Another aspect of ClickOnce and CAS is the use of trusted publishers. Don’t use strong names to identify code – code signing certificates are the new baseline for ClickOnce. The client has to have the relevant certificates in the Windows certificate store:
• Certificate of CA that issued the publisher certificate – this must be placed in the Trusted Root Certification Authorities folder
• Publisher certificate – this must be in the Trusted Publishers folder

Two applications control the application of Code Access Security to the ClickOnce app. These are the AppLauncher and TrustManager.

The AppLauncher hosts all ClickOnce apps within a sandboxed AppDomain. If you look at the Task Manager, you can see AppLaunch.exe.

The TrustManager makes trust decisions regarding whether the application can be run. Firstly, AppLaunch.exe checks to see if this is a trusted application. These can be seen in the .Net Framework Configuration tool, under Runtime Security Policy/User/Trusted Applications.

If this is not a trusted application, the security decisions are handed over to the TrustManager. TrustManager checks to see whether the app has been signed by a trusted publisher.

A check is made to see if the code signing certificate is in the Trusted Publishers folder of the certificate store. The permissions in the applications manifest are also checked. Permissions for the zone that the app is downloaded from are compared.

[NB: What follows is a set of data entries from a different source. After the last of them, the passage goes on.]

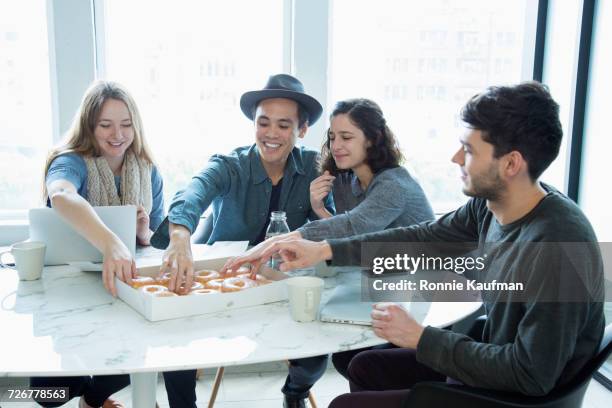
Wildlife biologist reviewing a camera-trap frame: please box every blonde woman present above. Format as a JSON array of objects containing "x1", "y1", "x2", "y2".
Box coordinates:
[
  {"x1": 31, "y1": 81, "x2": 164, "y2": 407},
  {"x1": 45, "y1": 81, "x2": 163, "y2": 295}
]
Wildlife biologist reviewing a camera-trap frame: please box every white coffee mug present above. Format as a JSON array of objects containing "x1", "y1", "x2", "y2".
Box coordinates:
[
  {"x1": 0, "y1": 241, "x2": 47, "y2": 280},
  {"x1": 287, "y1": 276, "x2": 323, "y2": 322}
]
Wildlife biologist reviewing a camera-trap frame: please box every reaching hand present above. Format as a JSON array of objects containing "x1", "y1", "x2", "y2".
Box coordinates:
[
  {"x1": 371, "y1": 303, "x2": 425, "y2": 349},
  {"x1": 136, "y1": 205, "x2": 151, "y2": 245},
  {"x1": 219, "y1": 231, "x2": 302, "y2": 277},
  {"x1": 102, "y1": 237, "x2": 136, "y2": 296},
  {"x1": 159, "y1": 226, "x2": 193, "y2": 294},
  {"x1": 310, "y1": 170, "x2": 336, "y2": 214},
  {"x1": 259, "y1": 239, "x2": 332, "y2": 272}
]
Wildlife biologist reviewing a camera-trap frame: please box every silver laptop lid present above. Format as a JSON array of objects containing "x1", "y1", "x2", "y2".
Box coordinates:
[
  {"x1": 28, "y1": 205, "x2": 136, "y2": 265},
  {"x1": 321, "y1": 284, "x2": 431, "y2": 326},
  {"x1": 321, "y1": 284, "x2": 374, "y2": 326}
]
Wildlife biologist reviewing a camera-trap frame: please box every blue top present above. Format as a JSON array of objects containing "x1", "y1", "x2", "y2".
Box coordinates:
[
  {"x1": 45, "y1": 153, "x2": 164, "y2": 231},
  {"x1": 299, "y1": 167, "x2": 435, "y2": 241},
  {"x1": 151, "y1": 144, "x2": 334, "y2": 248}
]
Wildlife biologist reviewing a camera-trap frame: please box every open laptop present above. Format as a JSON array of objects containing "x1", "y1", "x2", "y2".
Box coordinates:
[
  {"x1": 320, "y1": 284, "x2": 430, "y2": 326},
  {"x1": 28, "y1": 205, "x2": 136, "y2": 270}
]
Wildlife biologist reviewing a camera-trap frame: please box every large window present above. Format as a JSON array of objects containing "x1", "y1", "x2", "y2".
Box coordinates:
[
  {"x1": 98, "y1": 0, "x2": 285, "y2": 209},
  {"x1": 579, "y1": 1, "x2": 612, "y2": 242},
  {"x1": 329, "y1": 0, "x2": 535, "y2": 212},
  {"x1": 541, "y1": 0, "x2": 582, "y2": 192},
  {"x1": 0, "y1": 0, "x2": 52, "y2": 218}
]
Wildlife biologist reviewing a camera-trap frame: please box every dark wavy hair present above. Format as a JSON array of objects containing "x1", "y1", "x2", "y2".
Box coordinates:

If the application requires more permissions than are allowed for the zone, or if the publisher is not trusted, then the user is able to make the decision as to whether the application can download and run. A security warning screen is presented to the user, so that he/she can decide to overrule the security decisions made by the TrustManager.

Clicking on the link at the bottom brings up more details of the actual security warning.

If the user decides to install, then the application will be granted the necessary CAS permissions, and will run every time with these permissions in the sandboxed AppDomain provided by the AppLaunch.exe. The app would now be added to the list of trusted applications.

Elevation of permissions can be turned off by an administrator, so the sysadmin can still make sure that the default permissions for the different zones are adhered to.

I’ve heard a couple of developers say this warning dialog turns a ClickOnce application into ‘click twice’, and also ask how do we get rid of the annoying dialog? Look, deciding whether an application is allowed to run with greater privileges is a very important decision, and providing a clear, concise security warning to inform the user is absolutely necessary. Besides, most of are used to a lot more than two clicks to install any application.

What about the developer’s point of view – how do we produce something that will run on the user’s PC? There’s a permissions calculator in Visual Studio 2005 which checks the code to see if it falls within the permissions granted for different zones.

It’s quite a feat to make Code Access Security apply to smart clients. With AppLaunch.exe and the TrustManager, CAS also becomes easy to manage, and easy to produce applications for.

One of the really great things about ClickOnce and CAS is that it was originally designed for Vista. We’re starting to get a lot of these technologies earlier for Win 2003 and XP, which is marvelous.

I’m going to be giving a talk on using CAS with VS 2005 for the NextGenUG on May 22nd. We’ll be looking at ClickOnce projects, as well as covering some design patterns for securing web applications.